6. In United Farm Workers of America v. Superior Court (1980) 111 Cal.App.3d 1009, 169 Cal.Rptr. 94, the Fifth District Court of Appeal disagreed with the holding of Borns. However, that case is factually distinguishable from this case. (Pp. 1013–1014, 169 Cal.Rptr. 94.)
7. Plaintiff contends that sections 702 and 800 of the Evidence Code permit a witness to testify to matters within that witness' personal knowledge and opinion, respectively. Such provisions are not, however, sufficient to exclude evidence from the purview of the hearsay rule.
8. Section 225 of the Evidence Code provides: “ ‘Statement’ means (a) oral or written verbal expression or (b) nonverbal conduct of a person intended by him as a substitute for oral or written verbal expression.”

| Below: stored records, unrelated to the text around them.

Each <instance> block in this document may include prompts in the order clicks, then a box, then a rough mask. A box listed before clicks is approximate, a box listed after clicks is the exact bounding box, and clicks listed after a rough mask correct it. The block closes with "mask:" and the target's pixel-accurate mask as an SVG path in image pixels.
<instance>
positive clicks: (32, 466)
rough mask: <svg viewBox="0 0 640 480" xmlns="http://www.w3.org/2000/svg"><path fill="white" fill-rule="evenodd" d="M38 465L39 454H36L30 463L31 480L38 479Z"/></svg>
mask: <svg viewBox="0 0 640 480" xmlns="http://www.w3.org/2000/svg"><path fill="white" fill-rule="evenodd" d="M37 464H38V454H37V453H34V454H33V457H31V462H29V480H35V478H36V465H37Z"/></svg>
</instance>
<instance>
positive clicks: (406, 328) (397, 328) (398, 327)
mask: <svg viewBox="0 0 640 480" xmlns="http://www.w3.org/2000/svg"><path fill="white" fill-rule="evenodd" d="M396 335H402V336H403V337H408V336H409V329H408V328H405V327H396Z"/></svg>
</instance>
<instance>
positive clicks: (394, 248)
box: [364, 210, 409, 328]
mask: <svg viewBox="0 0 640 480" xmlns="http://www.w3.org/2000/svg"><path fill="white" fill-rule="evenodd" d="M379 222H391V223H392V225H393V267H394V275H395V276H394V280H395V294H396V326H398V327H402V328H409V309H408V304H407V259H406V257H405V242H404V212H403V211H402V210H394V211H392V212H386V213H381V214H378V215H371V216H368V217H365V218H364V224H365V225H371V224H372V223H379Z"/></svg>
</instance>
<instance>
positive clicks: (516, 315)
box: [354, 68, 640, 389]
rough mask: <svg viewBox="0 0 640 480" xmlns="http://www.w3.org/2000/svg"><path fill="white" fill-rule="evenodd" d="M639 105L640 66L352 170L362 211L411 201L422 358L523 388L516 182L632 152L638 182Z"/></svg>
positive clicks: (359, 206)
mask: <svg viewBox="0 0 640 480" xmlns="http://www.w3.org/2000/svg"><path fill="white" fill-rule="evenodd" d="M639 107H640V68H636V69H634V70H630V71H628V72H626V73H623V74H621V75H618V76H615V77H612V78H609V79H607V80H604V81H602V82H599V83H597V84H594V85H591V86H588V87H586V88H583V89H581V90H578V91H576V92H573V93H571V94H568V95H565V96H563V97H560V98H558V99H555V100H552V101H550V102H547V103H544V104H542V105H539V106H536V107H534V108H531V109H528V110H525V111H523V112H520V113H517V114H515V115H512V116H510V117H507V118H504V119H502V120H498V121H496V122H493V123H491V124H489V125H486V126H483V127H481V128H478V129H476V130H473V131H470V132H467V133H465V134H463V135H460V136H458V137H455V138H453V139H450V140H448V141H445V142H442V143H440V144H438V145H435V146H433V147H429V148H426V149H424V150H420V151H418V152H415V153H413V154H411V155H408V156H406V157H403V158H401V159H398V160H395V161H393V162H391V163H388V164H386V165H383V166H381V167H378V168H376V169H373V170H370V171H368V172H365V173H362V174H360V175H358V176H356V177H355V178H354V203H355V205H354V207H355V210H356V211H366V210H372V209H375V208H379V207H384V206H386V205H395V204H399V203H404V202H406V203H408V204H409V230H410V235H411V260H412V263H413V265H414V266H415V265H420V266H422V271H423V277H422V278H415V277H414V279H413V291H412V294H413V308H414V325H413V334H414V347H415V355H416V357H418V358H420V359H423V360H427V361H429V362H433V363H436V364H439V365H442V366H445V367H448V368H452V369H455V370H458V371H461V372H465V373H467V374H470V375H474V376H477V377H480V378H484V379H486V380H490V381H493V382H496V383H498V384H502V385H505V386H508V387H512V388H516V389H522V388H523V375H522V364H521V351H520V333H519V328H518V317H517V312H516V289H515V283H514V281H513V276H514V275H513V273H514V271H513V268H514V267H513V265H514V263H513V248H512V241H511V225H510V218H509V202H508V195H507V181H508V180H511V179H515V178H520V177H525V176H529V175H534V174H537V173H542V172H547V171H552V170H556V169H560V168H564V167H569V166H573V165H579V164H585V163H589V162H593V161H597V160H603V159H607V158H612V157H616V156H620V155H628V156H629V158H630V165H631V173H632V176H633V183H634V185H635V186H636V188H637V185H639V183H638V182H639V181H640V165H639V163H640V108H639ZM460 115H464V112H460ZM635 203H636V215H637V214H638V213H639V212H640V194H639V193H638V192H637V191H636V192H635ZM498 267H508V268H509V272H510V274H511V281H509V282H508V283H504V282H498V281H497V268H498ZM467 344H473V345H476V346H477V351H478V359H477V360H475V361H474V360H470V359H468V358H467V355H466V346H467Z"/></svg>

9. Section 1200 of the Evidence Code provides: “(a) ‘Hearsay evidence’ is evidence of a statement that was made other than by a witness while testifying at the hearing and that is offered to prove the truth of the matter stated. [¶] (b) Except as provided by law, hearsay evidence is inadmissible. [¶] (c) This section shall be known and may be cited as the hearsay rule.”
10. Section 1240 of the Evidence Code provides: “Evidence of a statement is not made inadmissible by the hearsay rule if the statement: [¶] (a) Purports to narrate, describe, or explain an act, condition, or event perceived by the declarant; and [¶] (b) Was made spontaneously while the declarant was under the stress of excitement caused by such perception.”
11. The required elements for admissibility of spontaneous statements are provided by the California Supreme Court in Showalter v. Western Pacific R. R. Co. (1940) 16 Cal.2d 460, 106 P.2d 895. To be rendered admissible, it is required that (1) there must be some occurrence startling enough to produce nervous excitement and render the utterance spontaneous and unreflecting; (2) the utterance must have been before there has been time to contrive and misrepresent, i. e., while the nervous excitement may be supposed still to dominate and the reflective powers to be yet in abeyance; and (3) the utterance must relate to the circumstances of the occurrence preceding it. (P. 468, 106 P.2d 895.)
12. In view of the fact that reversal is required for the two reasons stated above, we need not discuss defendants' remaining contention concerning the allegedly improper admission of evidence as to the diabetic condition of plaintiff's daughter. While we have some misgivings about the admissibility of such evidence in light of section 352 of the Evidence Code, the error, if any, was harmless.
ROUSE, Associate Justice.
TAYLOR, P. J., and MILLER, J., concur. Hearing denied; KAUS, J., did not participate.